Pour surveiller et sécuriser cette frontière, 900 agents de polices et 250 caméras sont aujourd’hui en place.
Pour beaucoup, vivre dans la partie Est de la Slovaquie facilite davantage les affaires avec l’Ukraine que le fait de se rendre à la capitale située de l’autre côté du pays. Ils ne sont donc pas inquiets concernant la disparition de la frontière entre la Slovaquie et l’Autriche, mais restent sceptiques concernant la frontière avec l’Ukraine, comme l’a déclaré Vladimir Ben?, analyste pour l’Association slovaque de politique étrangère.
Les négociations à la veille de la décision consistant à étendre l’espace Schengen ont également été accompagnées d’inquiétudes de la part de l’Ukraine. Beaucoup d’Ukrainiens craignent que des liens familiaux soient altérés et que les investisseurs soient de plus en plus réticents à faire des affaires de l’autre côté de la frontière Schengen.

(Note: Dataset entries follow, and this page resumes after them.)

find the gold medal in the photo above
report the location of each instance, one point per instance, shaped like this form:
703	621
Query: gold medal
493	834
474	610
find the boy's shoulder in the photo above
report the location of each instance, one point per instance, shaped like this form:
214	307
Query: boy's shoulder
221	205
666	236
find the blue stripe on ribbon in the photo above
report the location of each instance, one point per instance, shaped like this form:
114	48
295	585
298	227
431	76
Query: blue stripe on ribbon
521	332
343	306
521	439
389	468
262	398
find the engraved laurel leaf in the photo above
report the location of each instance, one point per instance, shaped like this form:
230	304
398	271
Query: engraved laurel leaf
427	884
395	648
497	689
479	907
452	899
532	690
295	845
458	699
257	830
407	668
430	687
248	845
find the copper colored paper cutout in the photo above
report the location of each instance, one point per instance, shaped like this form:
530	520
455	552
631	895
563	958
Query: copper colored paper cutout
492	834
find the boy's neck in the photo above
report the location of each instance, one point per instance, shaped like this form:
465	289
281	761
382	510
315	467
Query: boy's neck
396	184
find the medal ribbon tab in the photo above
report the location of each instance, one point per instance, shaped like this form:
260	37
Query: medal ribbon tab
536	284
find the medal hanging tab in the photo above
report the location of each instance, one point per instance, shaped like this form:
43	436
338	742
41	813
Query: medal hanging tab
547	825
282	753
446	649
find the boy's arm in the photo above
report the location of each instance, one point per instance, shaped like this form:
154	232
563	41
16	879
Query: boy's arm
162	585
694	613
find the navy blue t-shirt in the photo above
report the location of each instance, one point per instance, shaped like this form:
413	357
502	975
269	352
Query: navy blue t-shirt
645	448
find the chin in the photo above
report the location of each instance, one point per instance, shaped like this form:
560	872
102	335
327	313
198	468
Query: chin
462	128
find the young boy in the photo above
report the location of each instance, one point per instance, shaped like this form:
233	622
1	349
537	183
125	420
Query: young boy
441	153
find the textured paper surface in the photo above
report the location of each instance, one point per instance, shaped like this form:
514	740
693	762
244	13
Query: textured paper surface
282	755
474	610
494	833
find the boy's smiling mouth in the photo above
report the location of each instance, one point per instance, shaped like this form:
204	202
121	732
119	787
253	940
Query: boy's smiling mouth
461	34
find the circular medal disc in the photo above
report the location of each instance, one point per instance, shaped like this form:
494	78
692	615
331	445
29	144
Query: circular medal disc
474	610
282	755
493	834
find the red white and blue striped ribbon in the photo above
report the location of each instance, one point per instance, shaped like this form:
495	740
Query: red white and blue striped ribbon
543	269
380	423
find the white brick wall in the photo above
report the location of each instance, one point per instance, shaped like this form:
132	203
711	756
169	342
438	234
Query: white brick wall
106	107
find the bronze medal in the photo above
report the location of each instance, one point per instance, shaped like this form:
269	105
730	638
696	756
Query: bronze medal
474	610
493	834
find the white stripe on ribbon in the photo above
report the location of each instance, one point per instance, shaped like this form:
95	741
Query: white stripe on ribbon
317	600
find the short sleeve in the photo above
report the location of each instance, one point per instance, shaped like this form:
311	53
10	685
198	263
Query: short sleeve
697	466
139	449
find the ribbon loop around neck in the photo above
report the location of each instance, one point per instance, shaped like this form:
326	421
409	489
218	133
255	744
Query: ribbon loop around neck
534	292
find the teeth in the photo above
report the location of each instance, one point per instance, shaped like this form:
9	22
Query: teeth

- Emettre des visas aux pays non-membres de l’espace Schengen
Le prix et la disponibilité des visas Schengen sont une autre source d’inquiétudes. Les experts avertissent que la procédure complexe d’obtention d’un visa Schengen pourrait avoir des répercussions négatives sur le secteur du tourisme dans l’Est de la Slovaquie.
Les citoyens habitant le long de la frontière fondent leurs espoirs sur la conclusion d’un accord bilatéral entre la Slovaquie et l’Ukraine sur le petit trafic frontalier, une mesure que les autorités ont promis d’adopter début 2008. Selon cet accord, les personnes vivant dans un rayon de 50 kilomètres de la frontière ne seront pas soumises au régime du visa Schengen.
Robert Fico, le Premier ministre slovaque, espère assister à une amélioration de la coordination entre la Pologne, la Slovaquie et la Hongrie, ces pays devant intégrer l’espace Schengen de façon simultanée, ainsi qu’avec l’Ukraine pour faciliter le processus d’émission des visas.